Search code examples
python-3.xpandasmulti-index

Convert string representation of multiIndex pandas into multiIndex pandas in python


I have a string representation of a multiIndex below.

iterables = [['bar', 'baz', 'foo', 'qux'], ['one', 'two']]
df = pd.MultiIndex.from_product(iterables, names=['first', 'second'])
df = str(df)

I would like to convert string represented df back into a pandas multiIndex class. Are there any direct functions available in pandas for the same?

Excepted output:

print(df)
MultiIndex(levels=[['bar', 'baz', 'foo', 'qux'], ['one', 'two']],
       labels=[[0, 0, 1, 1, 2, 2, 3, 3], [0, 1, 0, 1, 0, 1, 0, 1]],
       names=['first', 'second'])

Thanks in advance.


Solution

  • The string representation of the MultiIndex is nearly executable code, so you could evaluate it with eval, like this:

    eval(df, {}, {'MultiIndex': pd.MultiIndex})
    # MultiIndex(levels=[[u'bar', u'baz', u'foo', u'qux'], [u'one', u'two']],
    #        labels=[[0, 0, 1, 1, 2, 2, 3, 3], [0, 1, 0, 1, 0, 1, 0, 1]],
    #        names=[u'first', u'second'])
    

    Just be careful that you have control of the string you pass to eval, since it could be used to crash your computer and/or run arbitrary code (see here and here).
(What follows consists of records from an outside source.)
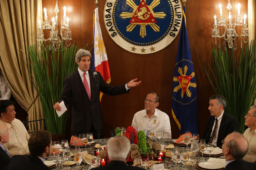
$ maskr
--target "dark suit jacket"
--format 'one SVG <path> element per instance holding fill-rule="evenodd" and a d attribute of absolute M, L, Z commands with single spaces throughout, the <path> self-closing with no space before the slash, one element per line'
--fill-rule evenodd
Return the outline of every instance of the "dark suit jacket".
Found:
<path fill-rule="evenodd" d="M 98 129 L 97 100 L 99 100 L 100 96 L 99 94 L 97 94 L 96 81 L 93 75 L 94 72 L 94 71 L 90 69 L 88 71 L 91 86 L 90 100 L 78 69 L 66 78 L 64 81 L 62 96 L 59 102 L 63 101 L 66 105 L 70 100 L 72 100 L 71 130 L 73 131 L 88 131 L 91 129 L 92 123 L 94 128 Z M 100 79 L 99 91 L 111 95 L 129 92 L 129 90 L 126 90 L 125 85 L 111 86 L 104 80 L 100 72 L 96 72 Z M 99 102 L 98 106 L 100 129 L 103 128 L 103 118 Z"/>
<path fill-rule="evenodd" d="M 131 165 L 127 165 L 123 161 L 112 160 L 105 166 L 95 168 L 91 169 L 93 170 L 143 170 L 142 168 L 133 166 Z"/>
<path fill-rule="evenodd" d="M 49 170 L 50 169 L 37 157 L 16 155 L 13 156 L 5 170 Z"/>
<path fill-rule="evenodd" d="M 231 162 L 227 165 L 225 170 L 252 170 L 256 169 L 256 165 L 253 163 L 238 159 Z"/>
<path fill-rule="evenodd" d="M 202 138 L 202 139 L 205 139 L 206 143 L 207 144 L 209 142 L 212 127 L 215 122 L 215 117 L 213 116 L 209 116 L 207 118 L 206 128 Z M 229 134 L 231 134 L 234 131 L 237 131 L 238 129 L 236 120 L 235 118 L 224 111 L 219 129 L 219 133 L 217 139 L 217 147 L 222 148 L 222 144 L 221 143 L 221 141 L 224 139 Z"/>
<path fill-rule="evenodd" d="M 0 170 L 4 169 L 9 163 L 11 158 L 1 147 L 0 147 Z"/>

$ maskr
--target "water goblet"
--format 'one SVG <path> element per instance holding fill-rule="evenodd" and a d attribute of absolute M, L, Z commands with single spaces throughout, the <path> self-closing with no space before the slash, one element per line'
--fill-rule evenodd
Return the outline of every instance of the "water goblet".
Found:
<path fill-rule="evenodd" d="M 207 149 L 206 149 L 210 153 L 210 153 L 213 151 L 213 145 L 211 143 L 208 143 L 207 144 Z"/>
    Alternatively, here's a safe and simple but somewhat brittle way to do this:

    import ast
    # convert df into a literal string defining a dictionary
    dfd = (
        "{" + df[11:-1] + "}"
            .replace("levels=", "'levels':")
            .replace("labels=", "'labels':")
            .replace("names=", "'names':") 
    )
    # convert it safely into an actual dictionary
    args = ast.literal_eval(dfd)
    # use the dictionary as arguments to pd.MultiIndex
    pd.MultiIndex(**args)
    

    With this code, there's no way for arbitrary strings to crash your computer, since ast.literal_eval() doesn't allow any operators, just literal expressions.

    Here's a version that's safe and doesn't require pre-specifying the argument names, but it's more complex:

    import ast, tokenize
    from cStringIO import StringIO
    tokens = [  # make a list of mutable tokens
        list(t) 
        for t in tokenize.generate_tokens(StringIO('{' + df[11:-1] + '}').readline)
    ]
    for t, next_t in zip(tokens[:-1], tokens[1:]):
        # convert `identifier=` to `'identifier':`
        if t[0] == 1 and next_t[0] == 51 and next_t[1] == '=':
            t[0] = 3                  # switch type to quoted string
            t[1] = "'" + t[1] + "'"   # put quotes around identifier
            next_t[1] = ':'           # convert '=' to ':' 
    args = ast.literal_eval(tokenize.untokenize(tokens))
    pd.MultiIndex(**args)
    

    Note that this code will raise an exception if df is malformed or contains 'identifier=...' as code (not inside strings) at lower levels. But I don't think that can happen with str(MultiIndex). If that is an issue, you could generate an ast tree for the original df string, then extract the arguments and convert those programmatically into a literal definition for a dict ({x: y}, not dict(x=y)), then use ast.literal_eval to evaluate that.